After the blocking of Tor in Russia in December 2022, the number of Snowflake users rapidly increased. Eventually the tor process became the limiting factor for performance, using all of one CPU core.
In a thread on tor-relays, we worked out a design where we run multiple instances of tor on the same host, all with the same identity keys, in order to effectively use all the server's CPU resources. It's running on the live bridge now, and as a result the bridge's bandwidth use has roughly doubled.
Design thread https://forum.torproject.net/t/tor-relays-how-to-reduce-tor-cpu-load-on-a-si... Installation instructions https://gitlab.torproject.org/tpo/anti-censorship/team/-/wikis/Survival-Guid...
Two details came up that are awkward to deal with. We have workaround for them, but they could benefit from support from core tor. They are:
1. Provide a way to disable onion key rotation, or configure a custom onion key. 2. Provide a way to set a specific authentication cookie for ExtORPort SAFE_COOKIE authentication, or a new authentication type that doesn't require credentials that change whenever tor is restarted.
I should mention that, apart from the load-balancing design we settled on, we have brainstormed some other options for scaling the Snowflake bridge or bridges. At this point, none of these ideas can immediately be put into practice, because there's no way to tell tor "connect to one of these bridges at random, but only one," or "connect to this bridge, but accept any of these fingerprints." https://bugs.torproject.org/tpo/anti-censorship/pluggable-transports/snowfla...
# Disable onion key rotation
Multiple tor instances with the same identity keys will work fine for the first 5 weeks (onion-key-rotation-days + onion-key-grace-period-days), but after that time the instances will have independently rotated their onion keys, and clients will have connection failures unless the load balancer happens to connect them to the instance whose descriptor they have cached. This post investigates what the failure looks like: https://lists.torproject.org/pipermail/tor-relays/2022-January/020238.html
Examples of what could work here are a torrc option to set onion-key-rotation-days to a large value, an option to disable onion key rotation, an option to set a certain named file as the onion key.

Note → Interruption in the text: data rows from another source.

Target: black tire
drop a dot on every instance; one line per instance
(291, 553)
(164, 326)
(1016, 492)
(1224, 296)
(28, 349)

What we are doing now is a bit of a nasty hack: we create a directory named secret_onion_key.old, so that a failed replace_file causes an early exit from rotate_onion_key. https://gitweb.torproject.org/tor.git/tree/src/feature/relay/router.c?h=tor-... There are a few apparently benign side effects, like tor trying to rebuild its descriptor every hour, but it's effective at stopping onion key rotation. https://lists.torproject.org/pipermail/tor-relays/2022-January/020277.html
# Stable ExtORPort authentication
ExtORPort (extended ORPort) is a protocol that lets a pluggable transport attach transport and client IP metadata to a connection, for metrics purposes. In order to connect to the ExtORPort, the pluggable transport needs to authenticate using a scheme like ControlPort authentication. https://gitweb.torproject.org/torspec.git/tree/proposals/217-ext-orport-auth... tor generates a secret auth cookie and stores it in a file. When the pluggable transport process is managed by tor, tor tells the pluggable transport where to find the file by setting the TOR_PT_AUTH_COOKIE_FILE environment variable.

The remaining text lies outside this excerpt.